Front-end editing requires: (1) Pro license active; (2) front-end editing enabled on the specific table (Table Settings → Enable front-end editing); (3) the editing user to have the “Edit wpDataTables data” capability or be logged in with an appropriately configured role; (4) the data source to be editable (manual input tables and database-connected tables with INSERT/UPDATE permissions on the MySQL user). If the UI shows save confirmation but data reverts, check the MySQL user has UPDATE permissions on the connected table. For Google Sheets or CSV-based tables, front-end editing may not write back to the source.
Customization & Developer Notes
How do I create a table that pulls data from Google Sheets automatically?
Go to wpDataTables → Create a Table → Create a table linked to an existing data source → Google Spreadsheet. Paste the Google Sheets URL (the sheet must be shared with “anyone with the link can view”). wpDataTables reads the sheet data and creates a table linked to the live spreadsheet. When the Google Sheet is updated, wpDataTables refreshes the table data (based on your caching configuration — set cache lifetime in Table Settings).
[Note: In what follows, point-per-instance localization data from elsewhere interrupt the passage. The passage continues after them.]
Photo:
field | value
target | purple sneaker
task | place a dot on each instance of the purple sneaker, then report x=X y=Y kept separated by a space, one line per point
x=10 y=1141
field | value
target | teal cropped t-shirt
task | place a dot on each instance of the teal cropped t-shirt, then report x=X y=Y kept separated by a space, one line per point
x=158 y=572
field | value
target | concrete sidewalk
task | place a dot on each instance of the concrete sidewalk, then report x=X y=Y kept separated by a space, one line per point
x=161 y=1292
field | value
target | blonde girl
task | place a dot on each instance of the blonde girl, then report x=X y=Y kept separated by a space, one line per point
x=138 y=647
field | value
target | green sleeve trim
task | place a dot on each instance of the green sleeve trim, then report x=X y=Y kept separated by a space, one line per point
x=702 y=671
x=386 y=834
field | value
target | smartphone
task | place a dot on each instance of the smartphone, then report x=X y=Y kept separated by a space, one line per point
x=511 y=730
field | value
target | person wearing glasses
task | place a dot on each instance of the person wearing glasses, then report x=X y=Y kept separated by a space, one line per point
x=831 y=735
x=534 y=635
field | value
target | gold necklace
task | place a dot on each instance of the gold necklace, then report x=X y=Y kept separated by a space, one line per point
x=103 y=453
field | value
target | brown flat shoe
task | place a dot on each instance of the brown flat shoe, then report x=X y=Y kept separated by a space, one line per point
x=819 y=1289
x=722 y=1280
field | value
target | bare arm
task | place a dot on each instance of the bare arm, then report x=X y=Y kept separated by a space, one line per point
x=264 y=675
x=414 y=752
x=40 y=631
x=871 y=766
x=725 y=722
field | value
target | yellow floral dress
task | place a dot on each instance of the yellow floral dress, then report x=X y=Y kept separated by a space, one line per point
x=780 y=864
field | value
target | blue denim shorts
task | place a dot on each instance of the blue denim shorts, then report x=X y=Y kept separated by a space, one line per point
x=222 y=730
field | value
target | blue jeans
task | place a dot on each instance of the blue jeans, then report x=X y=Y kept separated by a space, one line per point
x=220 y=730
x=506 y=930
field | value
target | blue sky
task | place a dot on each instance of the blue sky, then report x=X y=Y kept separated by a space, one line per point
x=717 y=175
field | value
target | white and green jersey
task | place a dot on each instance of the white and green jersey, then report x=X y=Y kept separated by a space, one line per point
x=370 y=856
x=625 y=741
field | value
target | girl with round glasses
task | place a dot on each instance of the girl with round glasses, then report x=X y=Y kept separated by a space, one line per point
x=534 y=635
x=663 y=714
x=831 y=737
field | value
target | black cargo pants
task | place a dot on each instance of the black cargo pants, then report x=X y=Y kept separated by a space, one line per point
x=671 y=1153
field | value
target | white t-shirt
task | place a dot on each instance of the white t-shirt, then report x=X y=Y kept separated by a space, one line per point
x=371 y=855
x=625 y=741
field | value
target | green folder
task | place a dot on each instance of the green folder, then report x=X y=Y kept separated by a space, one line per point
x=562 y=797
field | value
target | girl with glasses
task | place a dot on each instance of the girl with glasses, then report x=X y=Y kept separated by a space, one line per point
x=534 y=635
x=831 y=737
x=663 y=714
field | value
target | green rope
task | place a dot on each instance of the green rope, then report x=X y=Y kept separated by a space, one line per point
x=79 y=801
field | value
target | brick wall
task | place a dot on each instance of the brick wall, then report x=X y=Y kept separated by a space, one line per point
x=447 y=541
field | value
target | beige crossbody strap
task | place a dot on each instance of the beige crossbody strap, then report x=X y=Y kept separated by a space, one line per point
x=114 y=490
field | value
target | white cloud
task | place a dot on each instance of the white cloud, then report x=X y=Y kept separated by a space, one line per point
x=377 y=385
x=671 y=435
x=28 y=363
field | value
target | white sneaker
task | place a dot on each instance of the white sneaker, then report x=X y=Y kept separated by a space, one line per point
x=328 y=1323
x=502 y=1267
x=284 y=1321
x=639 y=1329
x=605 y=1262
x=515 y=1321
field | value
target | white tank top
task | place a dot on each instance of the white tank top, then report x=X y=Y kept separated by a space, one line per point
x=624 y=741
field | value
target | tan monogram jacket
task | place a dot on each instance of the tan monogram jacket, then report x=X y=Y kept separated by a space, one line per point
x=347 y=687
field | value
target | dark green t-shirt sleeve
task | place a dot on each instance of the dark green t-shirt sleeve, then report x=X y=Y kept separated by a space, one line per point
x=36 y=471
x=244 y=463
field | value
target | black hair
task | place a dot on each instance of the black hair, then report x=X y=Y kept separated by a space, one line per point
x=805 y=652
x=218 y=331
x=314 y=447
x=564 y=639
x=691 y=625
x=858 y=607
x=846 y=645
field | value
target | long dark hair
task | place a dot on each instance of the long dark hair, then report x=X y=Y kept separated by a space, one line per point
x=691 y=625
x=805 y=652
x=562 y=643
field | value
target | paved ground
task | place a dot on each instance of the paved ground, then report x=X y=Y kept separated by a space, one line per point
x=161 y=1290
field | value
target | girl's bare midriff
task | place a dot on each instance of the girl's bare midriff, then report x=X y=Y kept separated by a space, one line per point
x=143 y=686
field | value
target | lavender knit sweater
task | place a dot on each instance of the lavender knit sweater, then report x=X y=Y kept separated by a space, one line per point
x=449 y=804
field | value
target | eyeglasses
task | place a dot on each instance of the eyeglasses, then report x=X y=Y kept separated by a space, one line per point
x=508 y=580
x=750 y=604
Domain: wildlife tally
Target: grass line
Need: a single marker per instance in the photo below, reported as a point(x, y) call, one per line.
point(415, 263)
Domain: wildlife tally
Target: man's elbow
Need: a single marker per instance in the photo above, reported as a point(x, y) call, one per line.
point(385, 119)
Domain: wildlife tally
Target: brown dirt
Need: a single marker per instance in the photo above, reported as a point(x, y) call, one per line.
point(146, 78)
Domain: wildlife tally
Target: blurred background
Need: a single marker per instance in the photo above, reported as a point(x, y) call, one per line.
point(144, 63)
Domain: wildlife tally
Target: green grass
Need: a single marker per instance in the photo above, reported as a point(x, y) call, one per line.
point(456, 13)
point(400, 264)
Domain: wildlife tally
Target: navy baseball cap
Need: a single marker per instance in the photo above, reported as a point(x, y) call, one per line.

This creates a live-data table driven by Google Sheets without manual data entry in WordPress.
How do I add conditional formatting to highlight cells above a threshold value?
In the wpDataTables table editor, click the Conditional Formatting tab for the relevant column. Click Add Rule and configure: column to apply formatting to, condition (greater than, less than, equals, contains, etc.), value threshold, and formatting (text color, background color, bold, italic). Multiple rules can be stacked — for example: red background for values above 100, yellow for 50–100, green for below 50. Rules are evaluated in order; the first matching rule applies. Conditional formatting is applied in real-time as data loads, making threshold violations immediately visible to users.
Frequently Asked Questions
Is wpDataTables or TablePress better for a financial reporting dashboard?
wpDataTables is significantly better for financial reporting. Its ability to connect to live databases or Google Sheets for real-time data, combined with conditional formatting for threshold highlighting, server-side processing for large datasets, and chart engine integration for visualizations, makes it purpose-built for dashboard use cases. TablePress is appropriate for static financial tables (quarterly comparison, rate schedules) where data is manually managed. For dynamic data pulled from accounting databases, spreadsheets, or APIs, wpDataTables is the appropriate tool.
Can wpDataTables display WooCommerce order data in a table?
Yes — wpDataTables can connect to the WordPress database and query WooCommerce tables directly via the MySQL connection feature. Write a SQL query against wp_posts (post_type = shop_order) joined with wp_postmeta for order metadata to pull order data. Use this approach for admin-facing reporting tables. For customer-facing order history displays, WooCommerce’s native account pages or a WooCommerce-specific plugin are more appropriate, as they handle authentication and data privacy correctly without SQL exposure.
Can wpDataTables break after updates?
Yes, that can happen, especially on older sites with many plugins. This usually happens when the plugin, theme, and add-ons are updated out of sequence. In most cases, testing on staging catches the issue before it reaches the live site. From experience, backups and changelog reviews save a lot of cleanup time.
What should I check before installing wpDataTables?
Start by checking whether another plugin already does the same job. In most cases, overlap is what creates avoidable conflicts and performance issues. A common issue is installing a plugin because it looks convenient without checking the stack first. From experience, a short compatibility review avoids most of the pain later.